Gentrification by gay people has previously been studied as a boon to property values. This study of home values in and around Columbus, Ohio concluded that an increase in the number of same-sex couples by one in 1,000 households is associated with a 1.1 percent price premium in enclaves that backed gay marriage. The same influx in areas that didn’t support same-sex marriage was linked to a 1 percent discount.
It compared average home prices in neighborhoods after controlling for a number factors, including distance to the central business district, income, graduate degrees, school quality, crime rate and house size.
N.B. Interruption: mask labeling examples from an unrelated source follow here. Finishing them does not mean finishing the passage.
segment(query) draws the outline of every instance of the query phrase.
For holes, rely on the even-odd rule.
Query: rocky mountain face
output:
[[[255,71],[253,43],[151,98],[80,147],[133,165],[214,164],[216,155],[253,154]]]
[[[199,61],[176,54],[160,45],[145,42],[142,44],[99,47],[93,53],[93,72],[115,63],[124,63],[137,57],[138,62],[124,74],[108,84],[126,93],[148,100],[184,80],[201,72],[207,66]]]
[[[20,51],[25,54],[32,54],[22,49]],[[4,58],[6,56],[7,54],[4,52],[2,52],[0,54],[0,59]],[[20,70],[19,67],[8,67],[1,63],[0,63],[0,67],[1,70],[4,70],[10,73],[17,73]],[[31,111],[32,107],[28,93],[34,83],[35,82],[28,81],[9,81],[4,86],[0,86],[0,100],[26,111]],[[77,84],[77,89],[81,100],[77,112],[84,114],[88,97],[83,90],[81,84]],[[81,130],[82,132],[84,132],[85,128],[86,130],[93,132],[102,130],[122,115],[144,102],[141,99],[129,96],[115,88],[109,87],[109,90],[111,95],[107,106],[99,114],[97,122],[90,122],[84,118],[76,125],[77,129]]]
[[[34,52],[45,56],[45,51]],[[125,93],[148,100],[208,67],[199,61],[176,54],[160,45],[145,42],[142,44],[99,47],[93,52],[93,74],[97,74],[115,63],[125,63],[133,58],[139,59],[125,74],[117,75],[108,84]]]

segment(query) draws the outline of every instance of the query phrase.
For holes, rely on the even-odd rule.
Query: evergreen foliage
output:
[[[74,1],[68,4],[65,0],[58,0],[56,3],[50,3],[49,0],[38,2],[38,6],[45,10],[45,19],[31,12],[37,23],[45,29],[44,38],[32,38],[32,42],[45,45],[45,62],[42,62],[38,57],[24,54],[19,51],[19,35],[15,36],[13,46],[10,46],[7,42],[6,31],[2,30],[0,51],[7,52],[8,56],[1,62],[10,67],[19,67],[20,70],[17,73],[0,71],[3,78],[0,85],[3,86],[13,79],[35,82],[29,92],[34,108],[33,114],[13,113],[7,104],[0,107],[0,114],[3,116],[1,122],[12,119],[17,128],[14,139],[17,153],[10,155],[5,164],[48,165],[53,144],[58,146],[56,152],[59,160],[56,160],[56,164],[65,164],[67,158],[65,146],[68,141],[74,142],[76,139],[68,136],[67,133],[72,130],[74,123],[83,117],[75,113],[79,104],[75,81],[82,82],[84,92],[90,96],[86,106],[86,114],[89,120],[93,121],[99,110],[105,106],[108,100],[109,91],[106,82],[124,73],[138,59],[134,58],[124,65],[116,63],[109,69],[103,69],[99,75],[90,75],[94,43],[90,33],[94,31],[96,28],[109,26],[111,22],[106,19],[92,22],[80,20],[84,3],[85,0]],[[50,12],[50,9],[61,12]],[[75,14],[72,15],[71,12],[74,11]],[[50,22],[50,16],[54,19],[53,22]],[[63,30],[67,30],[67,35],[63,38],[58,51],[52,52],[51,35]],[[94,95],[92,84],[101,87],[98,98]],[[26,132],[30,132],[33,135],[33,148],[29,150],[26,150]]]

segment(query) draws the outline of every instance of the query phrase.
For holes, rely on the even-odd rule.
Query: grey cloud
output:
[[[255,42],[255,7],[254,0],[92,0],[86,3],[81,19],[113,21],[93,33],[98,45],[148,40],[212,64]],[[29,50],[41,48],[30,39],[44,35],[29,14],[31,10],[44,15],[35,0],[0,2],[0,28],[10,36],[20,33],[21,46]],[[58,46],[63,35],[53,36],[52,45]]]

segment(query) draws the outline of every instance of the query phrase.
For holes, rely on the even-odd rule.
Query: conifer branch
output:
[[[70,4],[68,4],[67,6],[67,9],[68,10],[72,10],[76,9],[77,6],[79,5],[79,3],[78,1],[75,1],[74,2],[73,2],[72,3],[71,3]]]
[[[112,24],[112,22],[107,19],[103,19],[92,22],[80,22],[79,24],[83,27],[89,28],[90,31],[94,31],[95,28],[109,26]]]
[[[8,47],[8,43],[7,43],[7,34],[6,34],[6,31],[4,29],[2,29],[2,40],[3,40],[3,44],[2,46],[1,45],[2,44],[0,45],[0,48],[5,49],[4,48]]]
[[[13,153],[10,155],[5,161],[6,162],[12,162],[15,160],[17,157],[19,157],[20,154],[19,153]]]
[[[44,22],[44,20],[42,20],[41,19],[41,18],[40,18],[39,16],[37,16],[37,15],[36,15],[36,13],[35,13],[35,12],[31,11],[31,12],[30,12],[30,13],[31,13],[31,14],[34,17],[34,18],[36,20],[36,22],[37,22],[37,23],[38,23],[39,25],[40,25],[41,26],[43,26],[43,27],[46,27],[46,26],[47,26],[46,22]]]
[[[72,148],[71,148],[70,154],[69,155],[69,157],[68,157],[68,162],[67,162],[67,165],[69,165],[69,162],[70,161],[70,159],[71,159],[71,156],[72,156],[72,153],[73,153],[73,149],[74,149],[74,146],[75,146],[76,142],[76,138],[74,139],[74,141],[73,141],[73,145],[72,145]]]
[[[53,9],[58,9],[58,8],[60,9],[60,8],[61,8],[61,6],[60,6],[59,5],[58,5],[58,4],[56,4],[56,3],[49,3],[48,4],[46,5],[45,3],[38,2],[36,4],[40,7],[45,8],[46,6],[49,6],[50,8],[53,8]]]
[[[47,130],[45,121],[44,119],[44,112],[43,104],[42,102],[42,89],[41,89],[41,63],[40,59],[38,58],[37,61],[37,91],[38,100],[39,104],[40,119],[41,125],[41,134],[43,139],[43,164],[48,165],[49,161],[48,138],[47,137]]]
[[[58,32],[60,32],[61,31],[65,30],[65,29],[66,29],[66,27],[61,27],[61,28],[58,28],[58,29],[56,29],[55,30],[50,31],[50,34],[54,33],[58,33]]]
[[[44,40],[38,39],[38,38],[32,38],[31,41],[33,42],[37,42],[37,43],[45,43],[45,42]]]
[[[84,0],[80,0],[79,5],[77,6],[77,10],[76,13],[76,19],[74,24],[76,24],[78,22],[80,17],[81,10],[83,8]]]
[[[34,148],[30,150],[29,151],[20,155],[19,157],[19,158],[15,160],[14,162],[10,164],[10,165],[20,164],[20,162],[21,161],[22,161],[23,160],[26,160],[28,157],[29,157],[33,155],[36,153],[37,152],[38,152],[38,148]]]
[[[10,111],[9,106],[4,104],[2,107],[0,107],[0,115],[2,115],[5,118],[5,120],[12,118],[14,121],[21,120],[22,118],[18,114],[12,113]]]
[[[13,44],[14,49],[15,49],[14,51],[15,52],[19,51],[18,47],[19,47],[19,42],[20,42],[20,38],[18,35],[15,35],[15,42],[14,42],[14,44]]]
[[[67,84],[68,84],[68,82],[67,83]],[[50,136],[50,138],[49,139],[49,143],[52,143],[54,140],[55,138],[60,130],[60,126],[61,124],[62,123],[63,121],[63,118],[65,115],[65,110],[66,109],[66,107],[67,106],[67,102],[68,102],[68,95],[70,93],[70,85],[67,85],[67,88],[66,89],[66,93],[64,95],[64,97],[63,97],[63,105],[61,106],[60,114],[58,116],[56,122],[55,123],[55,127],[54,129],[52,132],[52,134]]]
Author Susane Leguizamon of Tulane University in New Orleans told Bloomberg:
“The perception that there is prejudice against gay and lesbians by conservative groups is strong enough to be picked up in market prices.”
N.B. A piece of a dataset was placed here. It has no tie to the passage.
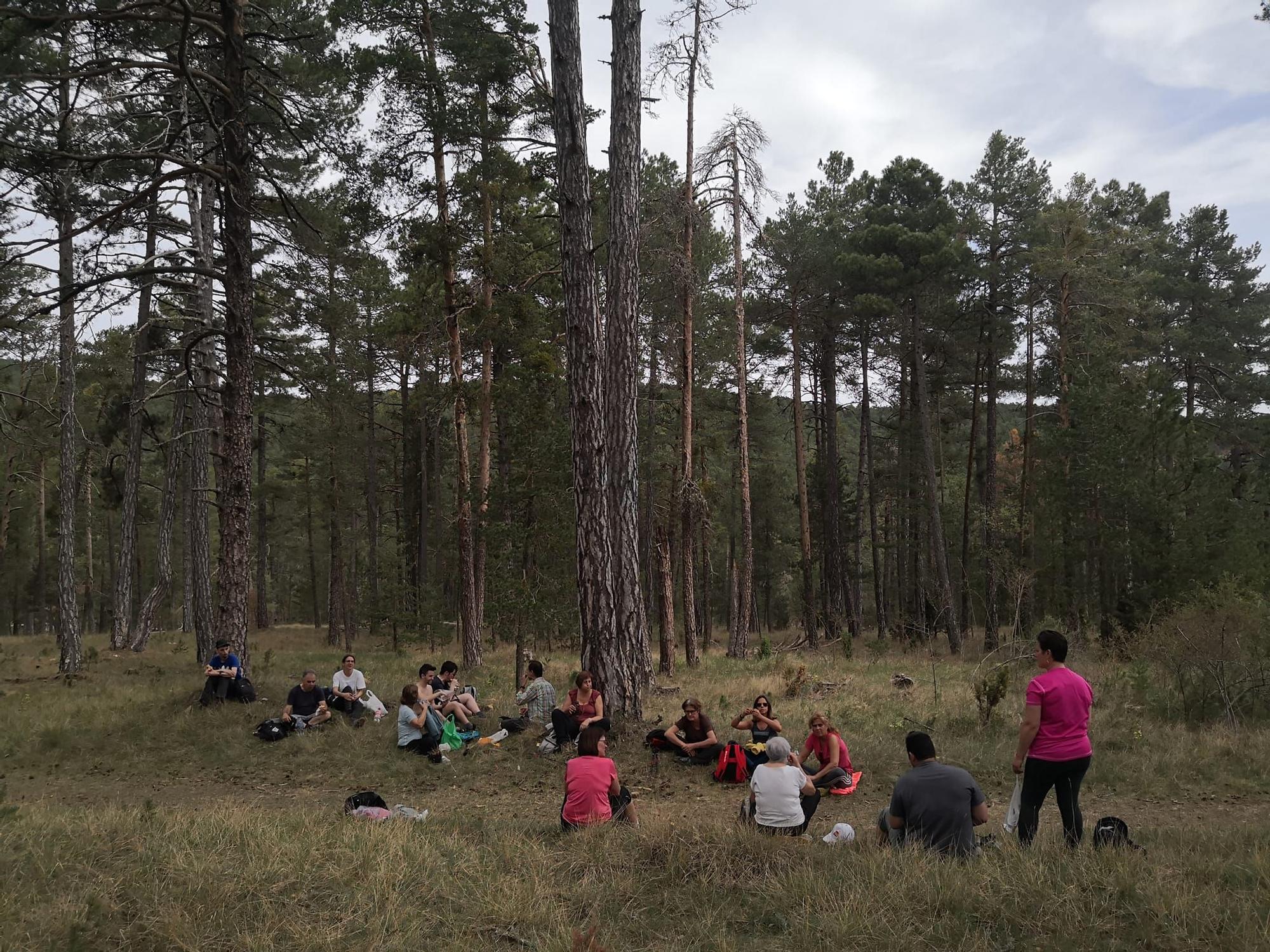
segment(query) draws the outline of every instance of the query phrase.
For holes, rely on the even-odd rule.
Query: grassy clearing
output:
[[[681,671],[681,693],[657,698],[649,720],[665,722],[691,693],[726,736],[732,715],[766,692],[791,739],[814,710],[838,724],[865,778],[855,796],[828,798],[812,831],[845,820],[864,835],[831,849],[738,830],[742,791],[704,769],[654,770],[643,726],[615,751],[641,829],[577,836],[555,826],[563,762],[536,757],[530,737],[469,749],[443,768],[398,755],[390,722],[262,744],[251,726],[281,708],[304,668],[325,679],[338,652],[309,630],[262,633],[255,680],[269,701],[203,711],[190,706],[201,678],[184,644],[159,638],[146,655],[113,656],[91,638],[97,661],[67,687],[47,678],[50,640],[0,641],[0,947],[414,949],[439,930],[447,944],[564,949],[591,924],[608,949],[1270,944],[1270,732],[1171,724],[1143,670],[1072,659],[1097,696],[1086,817],[1124,816],[1147,857],[1068,854],[1050,806],[1038,849],[1007,840],[960,864],[880,852],[867,834],[907,767],[913,722],[975,774],[998,828],[1026,664],[986,726],[977,659],[711,654]],[[358,666],[391,703],[422,660],[450,650],[363,647]],[[546,660],[558,685],[577,664],[565,652]],[[495,651],[462,673],[495,712],[511,711],[511,663]],[[808,683],[786,697],[799,666]],[[911,691],[890,687],[898,670],[917,682]],[[839,687],[818,694],[817,682]],[[433,816],[344,820],[343,798],[363,787]]]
How does this work? In a 2010 study by Richard Florida, director of the Martin Prosperity Institute at the University of Toronto, and Charlotta Mellander of Jonkoping International Business School in Jonkoping, Sweden found that it is an enhancement to cultural amenities and housing stock and an increase in the vibrancy of neighborhoods which an influx of gay couples brings — an ‘aesthetic amenity premium’ and a ‘tolerance or open culture premium,’ according to that study.
“This tolerance or open culture premium acts on the demand side by making local resources more productive and efficient operating through four key mechanisms. First, locations of bohemian and gay populations reflect low barriers to entry for human capital .. Second, larger bohemian and gay populations signal underlying mechanisms that increase the efficiency of knowledge spillovers and human capital externalities [a] primary engine of economic growth .. Third, artistic and gay populations reflect regional values that are open-minded, meritocratic, tolerant of risk, and oriented to self-expression.”
The 2010 census showed a 40% jump in the numbers of same-sex households, with significant increases in perhaps surprising places like Salt Lake City and St. Louis.
“Much of the increase is due to an increased willingness to report as opposed to Utah suddenly getting a surge of same-sex couples willing to move there, or that suddenly the [lesbian, gay and bisexual] population coupled at an increased rate,” Gary Gates, a demographer at the University of California-Los Angeles Williams Institute told the Salt Lake Tribune. Gates has noticed similar surges in other conservative states, including Arizona (70 percent), Montana (88 percent) and Oklahoma (70 percent).
The District of Columbia had the highest percentage of same-sex households according to the census, followed by Vermont, Maine, New Hampshire, Rhode Island, Massachusetts, New York, Connecticut, Maryland and California.